This November, California residents voted no on Propositions 15, 16, and 18 that would all have had major effects on young people in California if they had passed.
Prop. 15 would have increased tax on some commercial properties to fund schools and local governments. About 52 percent of the state’s 15.3 million voters voted no.
“Personally, I’m glad 15 got voted no because the people would likely end up being most affected are the small businesses and renters. Ultimately I think that Prop. 15 would’ve just raised the cost of living in place that is already exorbitant,” said senior Kiara Primes.
Prop. 16 would have allowed affirmative action on public hiring and college admittance based on gender and race. It also failed, as 57 percent of voters voted no.

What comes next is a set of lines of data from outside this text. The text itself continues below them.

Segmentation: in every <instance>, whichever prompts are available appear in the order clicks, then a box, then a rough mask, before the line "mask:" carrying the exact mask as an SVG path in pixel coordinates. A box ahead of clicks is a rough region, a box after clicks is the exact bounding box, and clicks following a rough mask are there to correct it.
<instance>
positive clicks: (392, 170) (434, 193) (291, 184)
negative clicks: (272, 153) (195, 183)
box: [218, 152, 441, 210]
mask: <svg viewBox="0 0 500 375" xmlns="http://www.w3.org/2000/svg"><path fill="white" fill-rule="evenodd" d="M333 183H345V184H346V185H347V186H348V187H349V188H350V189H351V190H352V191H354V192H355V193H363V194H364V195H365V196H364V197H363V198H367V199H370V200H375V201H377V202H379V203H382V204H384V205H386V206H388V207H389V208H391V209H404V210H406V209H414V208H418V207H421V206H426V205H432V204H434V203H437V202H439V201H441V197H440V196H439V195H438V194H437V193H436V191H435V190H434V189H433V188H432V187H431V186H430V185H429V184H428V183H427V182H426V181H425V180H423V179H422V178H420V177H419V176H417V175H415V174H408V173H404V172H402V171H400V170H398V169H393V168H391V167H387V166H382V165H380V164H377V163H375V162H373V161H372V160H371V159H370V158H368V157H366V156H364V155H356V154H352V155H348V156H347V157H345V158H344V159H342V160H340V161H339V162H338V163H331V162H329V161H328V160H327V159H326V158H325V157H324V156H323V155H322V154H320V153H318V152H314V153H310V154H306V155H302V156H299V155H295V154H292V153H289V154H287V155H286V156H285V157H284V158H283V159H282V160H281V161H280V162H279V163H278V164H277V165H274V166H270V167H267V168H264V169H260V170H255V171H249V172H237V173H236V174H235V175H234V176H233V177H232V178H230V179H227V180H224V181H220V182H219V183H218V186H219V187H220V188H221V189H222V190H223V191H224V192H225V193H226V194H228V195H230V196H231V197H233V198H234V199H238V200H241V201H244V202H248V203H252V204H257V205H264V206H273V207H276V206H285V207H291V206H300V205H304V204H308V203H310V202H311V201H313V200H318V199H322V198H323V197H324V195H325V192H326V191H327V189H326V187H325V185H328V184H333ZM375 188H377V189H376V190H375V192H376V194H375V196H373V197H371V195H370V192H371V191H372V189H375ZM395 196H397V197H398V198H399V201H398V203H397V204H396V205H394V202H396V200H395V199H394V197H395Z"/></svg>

“Prop. 16 should have been voted yes on affirmative action,” said senior Christian Green. “I think what people believe is that affirmative actions creates less opportunities for non-minorities, when in actuality it just allows for minorities to have to same chances at jobs and college admittance as everyone who is either more privileged or more likely to gain these opportunities because they are white and male.”
As for Proposition 18, it would have allowed 17-year-olds who would be 18 at the time of the general elections to vote in the primaries and special elections. This measure failed too as
57.8 percent of California voters voted no.
“I think that Prop 18 should’ve been voted yes because if someone is going to be old enough for the general election, then what difference does a couple months make?” said Primes.